Le Cirque Rouge

décembre 19, 2007

PROCES JURAMY PERDU

Classé dans : Le Cirque Rouge — rambla @ 10:39

Une page se tourne de « L’Avocat de l’Extrême ».

Maître Henri Juramy notre ancien conseil, quitte la barre du tribunal des Appels de la Cour d’Aix en Provence la tète basse !

Petit rappel des faits.

Depuis quelques années, force était de constater que nos instances,  souvent à l’initiative de notre conseil, ce qui avait pour moi un coté rassurant,  faisaient « long feu » devant un tribunal !

A tel point, qu’après une étude approfondie des erreurs constatées, au fil des procédures qu’il était décidé de mettre fin à cette longue collaboration et réelle déception.

Hélas, ce dernier ne l’entendait pas de cette oreille, et en représailles, nous présentait par l’intermédiaire du Conseil de l’Ordre des Avocats de Marseille, une note d’honoraires salée, plus de 30 000 Euros, que nous n’aurions même pas pu   imaginer  pouvoir un jour honorer.

La tâche était certes ardue, mais nous allions nous attacher dans un long mémoire en réponse, à  prouver et démontrer  la parfaite mauvaise foi de Maître Juramy dans sa prétention d’honoraires auprès du Conseil de l’Ordre, un organisme qui protège pourtant férocement ses membres. Et je suis bien placé si je compte ici mes plaintes contre Maître Gilbert Collard.

Ce dernier dépité ne lâchait pas pour autan prise sur le magot désiré…  et interjetait aussitôt appel à la Cour d’Aix en Provence.

Les Juges ne seront pas dupes eux non plus de la mauvaise manière qui nous était faite et le renverront à se consacrer mieux, à son  statut de jeune retraité !

Je me souviens de cette phrase extraordinaire de l’homme qui un jour où je me plaignais me rétorquait : « Personne ne m’a jamais poussé à la faute ! ». Décidément, il n’avait besoin de personne pour y aller, à la faute !

Tout cela est bien triste.

décembre 13, 2007

Gilles Perrault encore à la barre !

Classé dans : Le Cirque Rouge — rambla @ 7:33

Comme prévu, Gilles Perrault était ce lundi10 novembre, une nouvelle fois  à la barre du tribunal correctionnelle d’Aix en Provence  pour ses mensonges réitéré dans son dernier ouvrage, « L’ombre de Cristian Ranucci » , édité en 2006 chez Fayard ou, quatre policiers sont partie civile.

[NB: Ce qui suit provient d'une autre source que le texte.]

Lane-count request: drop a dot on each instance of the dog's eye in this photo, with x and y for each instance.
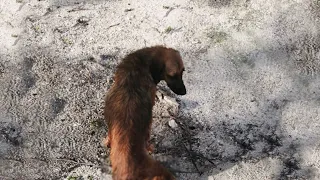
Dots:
(172, 76)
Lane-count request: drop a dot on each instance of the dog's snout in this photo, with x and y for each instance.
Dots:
(179, 88)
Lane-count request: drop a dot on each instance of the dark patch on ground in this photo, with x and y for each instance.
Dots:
(11, 133)
(250, 142)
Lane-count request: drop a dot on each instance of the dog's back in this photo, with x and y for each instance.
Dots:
(128, 111)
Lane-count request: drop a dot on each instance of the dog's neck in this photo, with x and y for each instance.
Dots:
(155, 60)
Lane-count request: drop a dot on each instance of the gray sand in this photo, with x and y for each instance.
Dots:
(252, 77)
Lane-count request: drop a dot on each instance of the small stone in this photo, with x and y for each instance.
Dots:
(173, 124)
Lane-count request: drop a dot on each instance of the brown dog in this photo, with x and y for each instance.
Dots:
(128, 110)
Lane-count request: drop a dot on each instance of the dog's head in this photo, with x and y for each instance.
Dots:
(173, 72)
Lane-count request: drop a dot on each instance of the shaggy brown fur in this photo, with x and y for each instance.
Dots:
(128, 110)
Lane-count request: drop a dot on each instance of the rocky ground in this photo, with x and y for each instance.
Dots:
(252, 77)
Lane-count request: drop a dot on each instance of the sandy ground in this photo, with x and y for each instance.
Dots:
(252, 77)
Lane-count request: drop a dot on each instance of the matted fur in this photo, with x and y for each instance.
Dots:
(128, 110)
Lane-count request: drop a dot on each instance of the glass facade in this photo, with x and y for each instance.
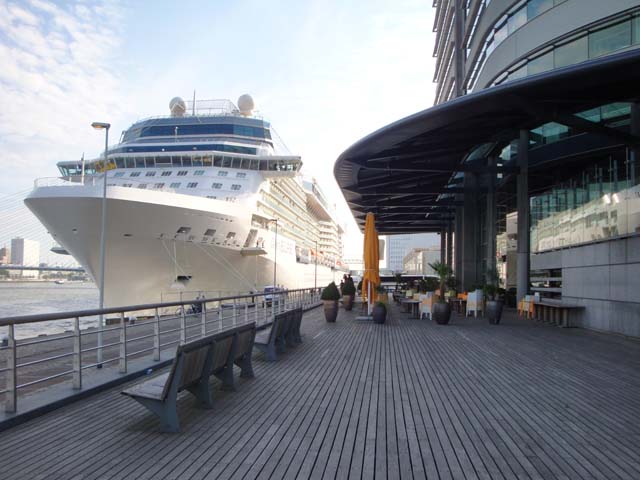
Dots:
(581, 46)
(517, 16)
(600, 202)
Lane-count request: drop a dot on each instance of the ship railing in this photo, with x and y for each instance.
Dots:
(133, 337)
(68, 181)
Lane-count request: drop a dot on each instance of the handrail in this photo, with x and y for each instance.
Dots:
(43, 317)
(86, 351)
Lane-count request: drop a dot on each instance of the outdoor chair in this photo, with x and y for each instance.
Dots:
(475, 303)
(426, 305)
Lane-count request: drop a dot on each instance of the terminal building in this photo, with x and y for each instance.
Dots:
(537, 120)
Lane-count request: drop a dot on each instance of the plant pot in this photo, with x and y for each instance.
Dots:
(330, 310)
(347, 302)
(441, 313)
(494, 311)
(379, 314)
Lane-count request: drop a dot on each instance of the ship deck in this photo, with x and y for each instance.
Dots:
(408, 399)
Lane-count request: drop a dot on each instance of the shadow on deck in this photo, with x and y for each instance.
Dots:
(408, 399)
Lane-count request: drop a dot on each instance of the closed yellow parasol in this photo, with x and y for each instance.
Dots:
(371, 277)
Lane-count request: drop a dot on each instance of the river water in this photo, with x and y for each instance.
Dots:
(29, 298)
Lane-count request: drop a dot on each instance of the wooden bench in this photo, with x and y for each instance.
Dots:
(191, 369)
(283, 332)
(555, 312)
(294, 329)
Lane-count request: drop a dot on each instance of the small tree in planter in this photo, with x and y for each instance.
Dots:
(348, 294)
(330, 297)
(379, 312)
(493, 311)
(441, 311)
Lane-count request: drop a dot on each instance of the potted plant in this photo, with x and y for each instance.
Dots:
(493, 310)
(441, 311)
(379, 312)
(330, 297)
(348, 294)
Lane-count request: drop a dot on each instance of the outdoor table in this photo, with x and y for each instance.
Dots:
(459, 304)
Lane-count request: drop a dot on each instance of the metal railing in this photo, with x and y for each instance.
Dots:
(132, 333)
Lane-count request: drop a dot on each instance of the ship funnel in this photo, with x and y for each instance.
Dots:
(177, 107)
(245, 105)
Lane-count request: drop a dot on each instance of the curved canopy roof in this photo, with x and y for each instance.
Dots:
(407, 172)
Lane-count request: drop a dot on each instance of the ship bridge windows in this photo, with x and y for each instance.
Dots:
(197, 129)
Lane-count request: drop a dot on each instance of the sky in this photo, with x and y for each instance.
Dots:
(325, 73)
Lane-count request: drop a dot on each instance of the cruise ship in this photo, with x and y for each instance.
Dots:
(206, 200)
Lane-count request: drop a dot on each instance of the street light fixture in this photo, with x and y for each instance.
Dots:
(102, 126)
(315, 268)
(275, 252)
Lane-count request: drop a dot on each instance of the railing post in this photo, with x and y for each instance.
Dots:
(203, 319)
(11, 401)
(156, 337)
(122, 364)
(235, 320)
(77, 355)
(183, 326)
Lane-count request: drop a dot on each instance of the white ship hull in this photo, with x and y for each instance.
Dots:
(145, 254)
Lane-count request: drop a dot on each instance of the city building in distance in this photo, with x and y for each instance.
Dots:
(27, 253)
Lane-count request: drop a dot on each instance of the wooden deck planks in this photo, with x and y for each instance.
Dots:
(408, 399)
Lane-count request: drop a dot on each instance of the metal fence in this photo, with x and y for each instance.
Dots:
(131, 333)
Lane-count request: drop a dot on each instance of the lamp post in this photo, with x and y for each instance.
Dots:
(315, 268)
(275, 252)
(102, 126)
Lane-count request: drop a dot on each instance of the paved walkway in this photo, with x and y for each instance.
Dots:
(408, 399)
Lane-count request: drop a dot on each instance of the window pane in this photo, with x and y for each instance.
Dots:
(540, 64)
(609, 39)
(536, 7)
(500, 34)
(517, 19)
(573, 52)
(636, 29)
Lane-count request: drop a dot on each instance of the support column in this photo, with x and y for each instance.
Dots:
(634, 153)
(449, 244)
(459, 50)
(523, 216)
(469, 232)
(457, 254)
(491, 218)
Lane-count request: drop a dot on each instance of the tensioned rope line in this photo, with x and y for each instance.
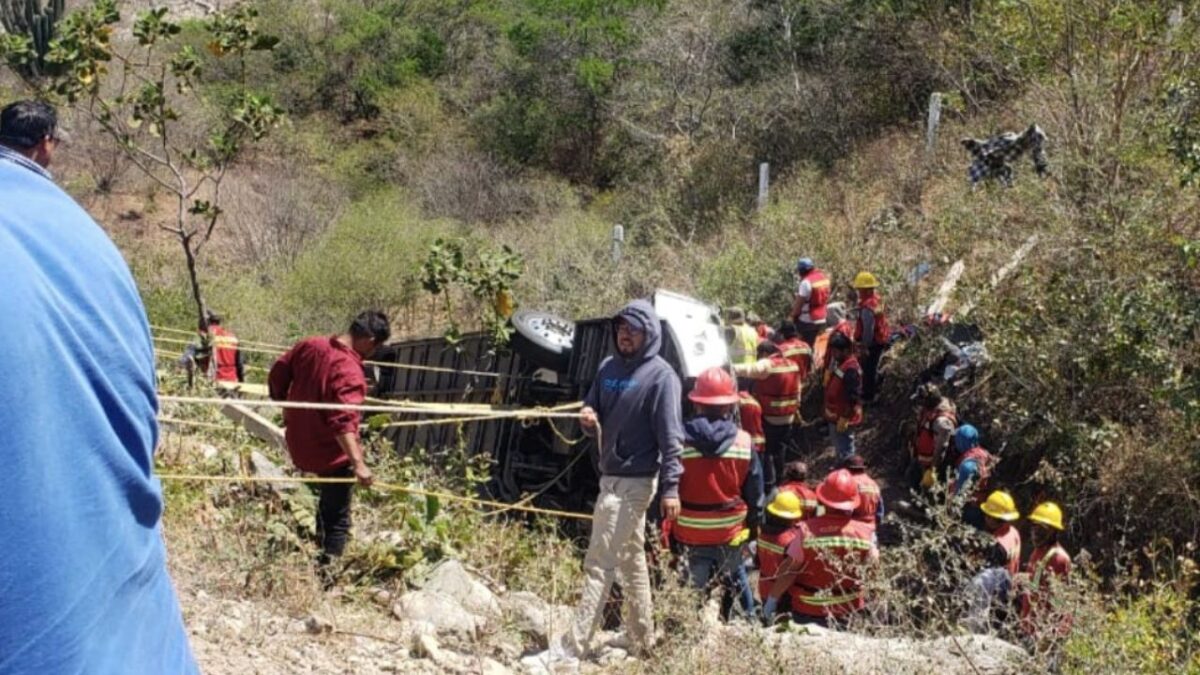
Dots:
(385, 487)
(193, 334)
(443, 408)
(275, 351)
(169, 353)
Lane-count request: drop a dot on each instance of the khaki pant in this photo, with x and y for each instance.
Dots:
(618, 545)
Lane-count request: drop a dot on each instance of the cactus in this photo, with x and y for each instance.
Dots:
(35, 19)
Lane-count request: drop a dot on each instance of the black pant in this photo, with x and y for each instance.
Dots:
(809, 332)
(779, 437)
(334, 513)
(871, 372)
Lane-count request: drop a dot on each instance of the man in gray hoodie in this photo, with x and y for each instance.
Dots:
(634, 410)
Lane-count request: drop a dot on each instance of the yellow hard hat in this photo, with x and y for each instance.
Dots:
(1000, 505)
(865, 280)
(742, 537)
(1049, 514)
(786, 505)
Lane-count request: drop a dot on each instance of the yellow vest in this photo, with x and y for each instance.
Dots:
(745, 345)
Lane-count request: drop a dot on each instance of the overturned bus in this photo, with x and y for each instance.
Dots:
(551, 362)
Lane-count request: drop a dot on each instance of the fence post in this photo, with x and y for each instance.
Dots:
(763, 184)
(935, 118)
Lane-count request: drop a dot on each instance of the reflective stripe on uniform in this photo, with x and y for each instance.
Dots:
(772, 547)
(827, 601)
(834, 542)
(719, 523)
(731, 453)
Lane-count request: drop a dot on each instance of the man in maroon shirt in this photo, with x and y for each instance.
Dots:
(325, 442)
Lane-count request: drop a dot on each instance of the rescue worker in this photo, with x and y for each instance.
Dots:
(795, 350)
(750, 414)
(795, 479)
(835, 316)
(778, 531)
(935, 426)
(826, 559)
(870, 505)
(811, 298)
(871, 332)
(999, 513)
(972, 466)
(777, 384)
(720, 491)
(227, 364)
(761, 327)
(743, 338)
(843, 395)
(1048, 562)
(329, 370)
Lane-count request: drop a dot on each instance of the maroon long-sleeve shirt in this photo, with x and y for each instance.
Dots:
(319, 370)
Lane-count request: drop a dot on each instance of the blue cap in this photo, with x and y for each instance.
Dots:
(966, 437)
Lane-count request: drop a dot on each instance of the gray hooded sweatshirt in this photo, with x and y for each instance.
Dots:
(639, 400)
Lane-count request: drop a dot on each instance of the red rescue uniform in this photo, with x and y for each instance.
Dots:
(779, 393)
(799, 353)
(711, 494)
(925, 444)
(838, 402)
(773, 544)
(750, 416)
(225, 353)
(829, 551)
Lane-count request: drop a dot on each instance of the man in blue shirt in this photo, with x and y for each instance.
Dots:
(83, 584)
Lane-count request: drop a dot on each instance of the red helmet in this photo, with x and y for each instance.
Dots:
(714, 387)
(839, 491)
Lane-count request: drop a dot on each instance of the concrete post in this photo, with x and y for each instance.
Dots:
(763, 184)
(935, 118)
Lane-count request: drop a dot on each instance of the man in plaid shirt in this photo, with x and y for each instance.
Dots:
(993, 156)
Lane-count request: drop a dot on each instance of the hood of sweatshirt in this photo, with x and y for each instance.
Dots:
(711, 437)
(640, 314)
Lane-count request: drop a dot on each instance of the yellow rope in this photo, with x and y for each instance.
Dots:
(193, 423)
(385, 487)
(169, 353)
(430, 408)
(195, 334)
(275, 352)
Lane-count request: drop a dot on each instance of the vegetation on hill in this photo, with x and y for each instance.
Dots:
(540, 124)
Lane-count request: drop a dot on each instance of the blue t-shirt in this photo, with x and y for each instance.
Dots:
(83, 575)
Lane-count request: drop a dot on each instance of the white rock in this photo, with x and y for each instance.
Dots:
(439, 610)
(451, 579)
(535, 617)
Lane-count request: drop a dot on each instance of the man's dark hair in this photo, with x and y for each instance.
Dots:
(371, 323)
(839, 341)
(24, 124)
(795, 471)
(766, 348)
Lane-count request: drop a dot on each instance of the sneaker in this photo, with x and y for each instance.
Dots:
(553, 661)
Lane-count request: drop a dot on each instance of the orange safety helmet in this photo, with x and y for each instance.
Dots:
(714, 387)
(839, 491)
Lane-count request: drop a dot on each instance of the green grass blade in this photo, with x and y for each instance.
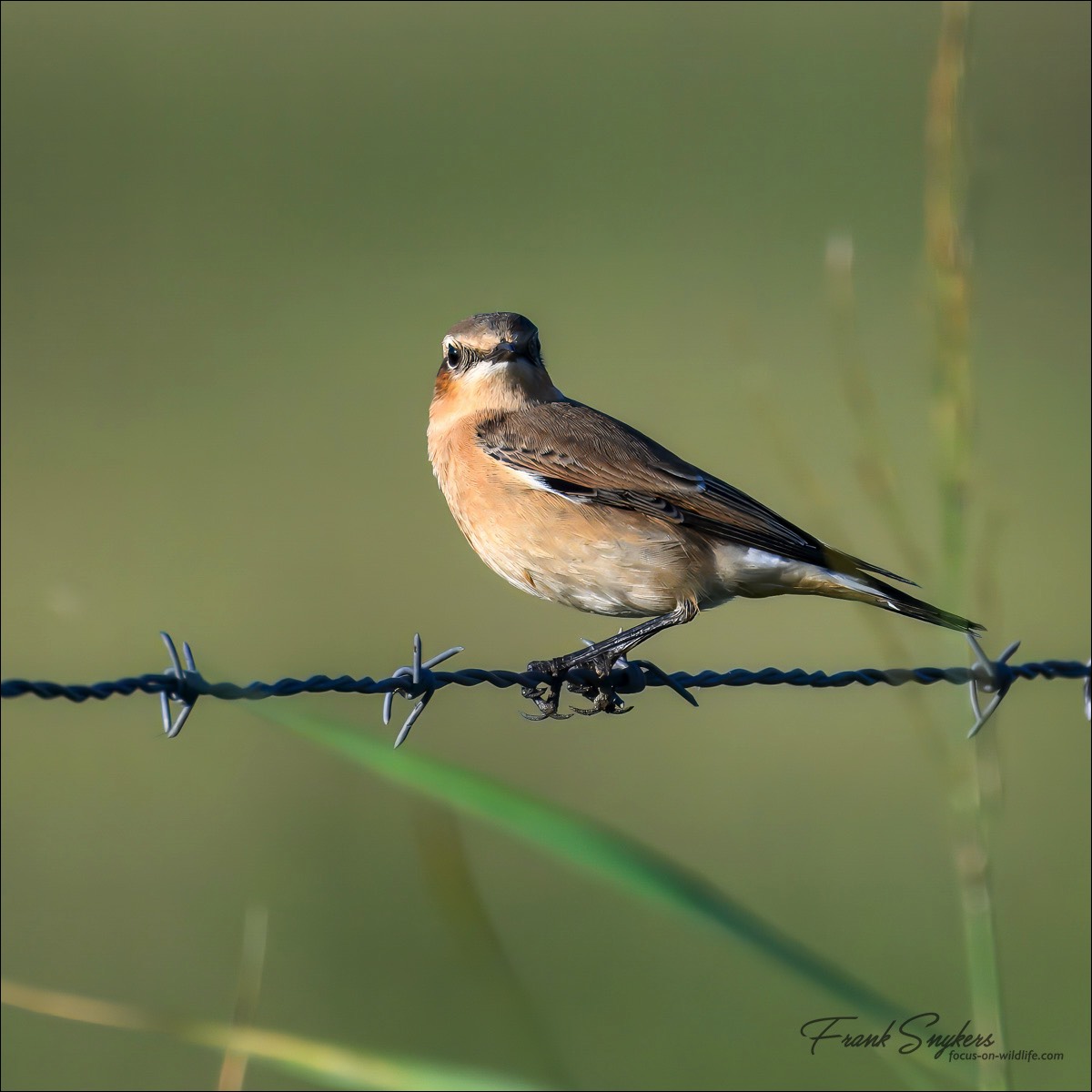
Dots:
(590, 845)
(321, 1063)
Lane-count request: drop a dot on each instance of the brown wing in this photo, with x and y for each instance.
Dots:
(591, 458)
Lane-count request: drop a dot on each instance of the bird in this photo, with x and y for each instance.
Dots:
(579, 508)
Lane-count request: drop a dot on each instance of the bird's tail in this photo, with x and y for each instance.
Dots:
(868, 589)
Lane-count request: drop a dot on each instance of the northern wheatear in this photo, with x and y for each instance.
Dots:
(576, 507)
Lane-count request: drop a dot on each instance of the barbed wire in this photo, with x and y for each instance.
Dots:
(418, 682)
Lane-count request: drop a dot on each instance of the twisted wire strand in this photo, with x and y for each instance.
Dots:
(420, 682)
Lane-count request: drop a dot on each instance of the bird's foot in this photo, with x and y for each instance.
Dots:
(593, 686)
(547, 694)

En effet, dans ce livre,  l’auteur enfonce encore les enquêteurs de police. On peut notamment y lire : « Le commissaire Alessandra ment sans vergogne» ou, évoquant un procès- verbal qualifié de « pièce litigieuse de plus dans un dossier où elles poussent comme des champignons sur du fumier métallurgique ».

Maître Guy Karoubi a voulu démontrer que Gilles Perrault a « contrevenu aux règles de l’éthique, de la morale de l’honnêteté », Maître Henri Leclerc son défenseur  exploitant les zone d’ombre… de l’affaire déclarera : «  C’est l’un des livres les plus honnête que j’ai rarement lu », a-t-il insisté, s’appuyant par ailleurs sur les écrits de Jean François le Forsonet, avocat de Ranucci. La parquet a requis 7 OOO Euros d’amendes contre Gilles Perrault. Délibéré le 14 janvier prochain.